There once was a day that I could get into WS simply based on the amount of volunteer work I’ve done directly for WS. Now that doesn’t even get me into the lottery.
There was a day that I could get into WS simply based on my running background. Now that doesn’t even get me into the lottery.
There was a day that I could get into WS simply based on the people associated with the race who I knew. Now that doesn’t even get me into the lottery.
So it still irks me when I meet people with far less experience who only meet the minimum volunteer requirements get into the race itself. I am referring to those who volunteer simply out of necessity not for the love of being out there. For many of these type of runners the event was over the day they found out they made it in. For them that was the finish line.

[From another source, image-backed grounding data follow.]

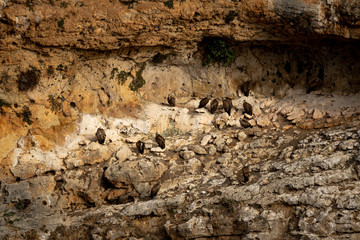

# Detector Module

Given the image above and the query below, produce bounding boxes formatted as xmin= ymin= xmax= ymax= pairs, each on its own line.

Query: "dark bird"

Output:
xmin=136 ymin=140 xmax=145 ymax=154
xmin=198 ymin=96 xmax=210 ymax=108
xmin=242 ymin=166 xmax=250 ymax=182
xmin=96 ymin=128 xmax=106 ymax=144
xmin=150 ymin=182 xmax=161 ymax=198
xmin=238 ymin=166 xmax=250 ymax=183
xmin=243 ymin=101 xmax=253 ymax=115
xmin=167 ymin=94 xmax=175 ymax=107
xmin=240 ymin=119 xmax=252 ymax=128
xmin=210 ymin=99 xmax=218 ymax=114
xmin=306 ymin=65 xmax=324 ymax=94
xmin=155 ymin=133 xmax=165 ymax=149
xmin=223 ymin=97 xmax=233 ymax=116
xmin=240 ymin=81 xmax=251 ymax=97
xmin=306 ymin=78 xmax=323 ymax=94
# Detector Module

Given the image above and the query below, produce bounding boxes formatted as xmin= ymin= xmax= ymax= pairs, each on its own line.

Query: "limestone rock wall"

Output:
xmin=1 ymin=39 xmax=359 ymax=161
xmin=1 ymin=111 xmax=360 ymax=239
xmin=1 ymin=0 xmax=360 ymax=50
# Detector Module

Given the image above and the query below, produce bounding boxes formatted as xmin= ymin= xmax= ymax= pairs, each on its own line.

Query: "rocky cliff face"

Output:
xmin=1 ymin=0 xmax=360 ymax=49
xmin=0 ymin=0 xmax=360 ymax=239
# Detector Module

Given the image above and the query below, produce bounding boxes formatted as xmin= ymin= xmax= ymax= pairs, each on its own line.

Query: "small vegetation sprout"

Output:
xmin=202 ymin=38 xmax=236 ymax=66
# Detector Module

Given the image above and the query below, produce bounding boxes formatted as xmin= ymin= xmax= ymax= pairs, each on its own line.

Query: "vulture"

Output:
xmin=240 ymin=119 xmax=252 ymax=128
xmin=199 ymin=96 xmax=210 ymax=108
xmin=243 ymin=101 xmax=253 ymax=115
xmin=96 ymin=128 xmax=106 ymax=144
xmin=210 ymin=99 xmax=218 ymax=114
xmin=223 ymin=97 xmax=233 ymax=116
xmin=136 ymin=140 xmax=145 ymax=154
xmin=240 ymin=81 xmax=252 ymax=96
xmin=155 ymin=133 xmax=165 ymax=149
xmin=167 ymin=94 xmax=175 ymax=107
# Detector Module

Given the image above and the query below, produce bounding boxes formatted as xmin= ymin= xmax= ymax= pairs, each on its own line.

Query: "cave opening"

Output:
xmin=230 ymin=37 xmax=360 ymax=96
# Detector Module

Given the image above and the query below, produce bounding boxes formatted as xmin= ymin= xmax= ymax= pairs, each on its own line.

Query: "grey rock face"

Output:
xmin=1 ymin=119 xmax=360 ymax=240
xmin=191 ymin=145 xmax=207 ymax=155
xmin=207 ymin=144 xmax=217 ymax=156
xmin=104 ymin=159 xmax=167 ymax=189
xmin=180 ymin=150 xmax=196 ymax=160
xmin=4 ymin=182 xmax=31 ymax=204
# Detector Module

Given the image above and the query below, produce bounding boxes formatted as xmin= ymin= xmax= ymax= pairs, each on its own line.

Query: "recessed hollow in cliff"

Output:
xmin=227 ymin=37 xmax=360 ymax=97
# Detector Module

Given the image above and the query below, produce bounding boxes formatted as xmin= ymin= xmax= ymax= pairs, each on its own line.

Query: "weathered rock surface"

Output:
xmin=1 ymin=113 xmax=359 ymax=239
xmin=1 ymin=0 xmax=360 ymax=50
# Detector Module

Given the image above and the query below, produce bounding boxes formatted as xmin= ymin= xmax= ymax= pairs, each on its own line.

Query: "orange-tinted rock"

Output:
xmin=0 ymin=110 xmax=28 ymax=160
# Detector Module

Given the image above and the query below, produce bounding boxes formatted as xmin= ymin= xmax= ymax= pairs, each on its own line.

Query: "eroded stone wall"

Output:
xmin=1 ymin=0 xmax=360 ymax=49
xmin=1 ymin=38 xmax=359 ymax=160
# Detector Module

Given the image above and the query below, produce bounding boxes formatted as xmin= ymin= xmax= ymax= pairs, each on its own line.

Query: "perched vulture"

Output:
xmin=136 ymin=140 xmax=145 ymax=154
xmin=155 ymin=133 xmax=165 ymax=149
xmin=243 ymin=101 xmax=253 ymax=115
xmin=199 ymin=96 xmax=210 ymax=108
xmin=240 ymin=119 xmax=252 ymax=128
xmin=210 ymin=99 xmax=218 ymax=114
xmin=223 ymin=97 xmax=233 ymax=116
xmin=96 ymin=128 xmax=106 ymax=144
xmin=167 ymin=94 xmax=175 ymax=107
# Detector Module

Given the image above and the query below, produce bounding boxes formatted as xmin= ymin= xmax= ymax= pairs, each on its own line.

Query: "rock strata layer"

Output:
xmin=1 ymin=0 xmax=360 ymax=50
xmin=1 ymin=116 xmax=360 ymax=239
xmin=0 ymin=93 xmax=360 ymax=239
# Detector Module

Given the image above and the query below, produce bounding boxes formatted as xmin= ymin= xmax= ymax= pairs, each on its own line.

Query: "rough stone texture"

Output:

So while I was upset about not getting my 5 tickets into last years lottery I have come to think that you did me a big favor. I choked on your comment to me last November, “It wouldn’t be fair to the others.” but in essence I’ve gone back to running just for the sake of it.
I will run WS this year but outside of this post I will do it quietly and for the love of it. I will make the 24 hour cut off and I will do it without the aid the other entrants receive. I will do it not in its current trendy style but in a fashion that I think would make Gordy, Ken “Cowman” and the other originals proud. For that I thank you Craig. I feel a lot less tension already.
And yes, you can still count on me to volunteer. Heck, I have too many friends in the race again this year.